Once back on the main road, wind still battering me from one side, I dive back to the protection of the village houses as soon as I can. Although my legs are a little jelly-like, I take a slow and leisurely descent back towards the main square and this time I’m able to take in views of the village. There appears to be quite a bit of tourist accommodation here in some of the refurbished stone houses. Just look how abundant these fruit trees are.
All the exercise and trauma has given me an appetite. Back in the main square there is a taverna called Gia Ouzaki which is full of people and looks lively. Thankfully they have a spare table for me. I don’t often have lunch, preferring to save my appetite for the evening meal but think I well and truly deserve this meal. And the wine. I deserve the wine!
Thanks to the wine I have a slow and leisurely stroll back to Limnia. Everything is down hill which helps propel me along. Now I can go back to the villa and relax.
Well of course I don’t go back and relax! I take a stroll along to Gonia Beach again. I take one of the chairs from the shut up cantina and sit under the shade of a tamarisk tree – for a while anyway. Then I begin to play around with an Instagram reel and make a pretty video. I get bored of this after a while and continue to walk further along the beach. I eventually get to a sign which says cars aren’t allowed beyond this point because the land at the back of the beach is a protected wet land. I’d like to have found out more about it but try as I may on Google I fail.

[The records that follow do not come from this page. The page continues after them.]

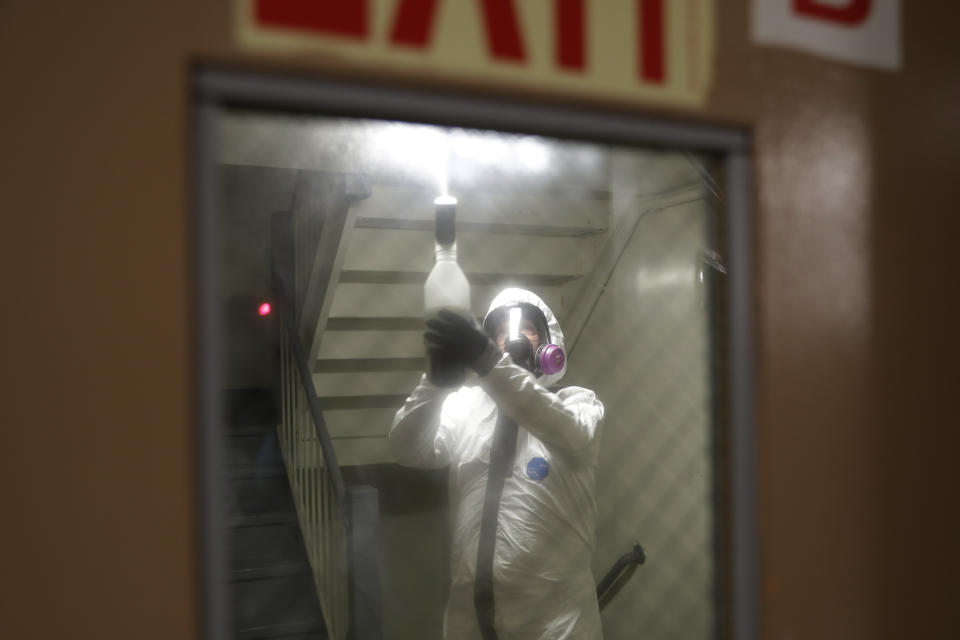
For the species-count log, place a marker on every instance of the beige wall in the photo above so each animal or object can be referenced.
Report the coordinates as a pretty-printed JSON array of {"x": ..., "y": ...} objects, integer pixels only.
[{"x": 855, "y": 277}]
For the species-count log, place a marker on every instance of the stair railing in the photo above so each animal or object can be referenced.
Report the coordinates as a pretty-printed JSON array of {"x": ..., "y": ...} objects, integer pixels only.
[{"x": 340, "y": 525}]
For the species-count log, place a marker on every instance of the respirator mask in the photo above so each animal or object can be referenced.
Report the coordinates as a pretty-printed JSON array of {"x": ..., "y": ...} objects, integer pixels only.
[{"x": 546, "y": 359}]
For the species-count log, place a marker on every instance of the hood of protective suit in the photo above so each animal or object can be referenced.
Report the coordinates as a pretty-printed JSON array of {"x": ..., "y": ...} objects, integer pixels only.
[{"x": 513, "y": 296}]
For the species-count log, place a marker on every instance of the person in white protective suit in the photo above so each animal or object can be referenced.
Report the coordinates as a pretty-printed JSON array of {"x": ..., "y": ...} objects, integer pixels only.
[{"x": 542, "y": 584}]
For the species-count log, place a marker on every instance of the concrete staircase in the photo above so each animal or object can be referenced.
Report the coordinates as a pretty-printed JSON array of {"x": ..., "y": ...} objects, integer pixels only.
[{"x": 368, "y": 346}]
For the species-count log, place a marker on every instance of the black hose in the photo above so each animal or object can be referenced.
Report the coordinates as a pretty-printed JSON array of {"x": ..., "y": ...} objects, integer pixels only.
[{"x": 626, "y": 562}]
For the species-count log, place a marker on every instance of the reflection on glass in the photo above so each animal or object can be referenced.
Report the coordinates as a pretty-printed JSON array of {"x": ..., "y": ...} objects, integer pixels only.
[{"x": 327, "y": 237}]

Just look at those mountains – they truly take my breath away. The clouds rolling down over the summit looks ominous – something is brewing though I’m not quite sure what. The weather is still warm but now and again the wind picks up. Let’s see what tomorrow brings. The tide seems to be coming in further so I walk back to Limnia harbour. The sun will soon set so I change and go to Hook for a Club sandwich. Not the Greek meal I’d have had out of preference but the sandwich is actually very good. And so’s the wine!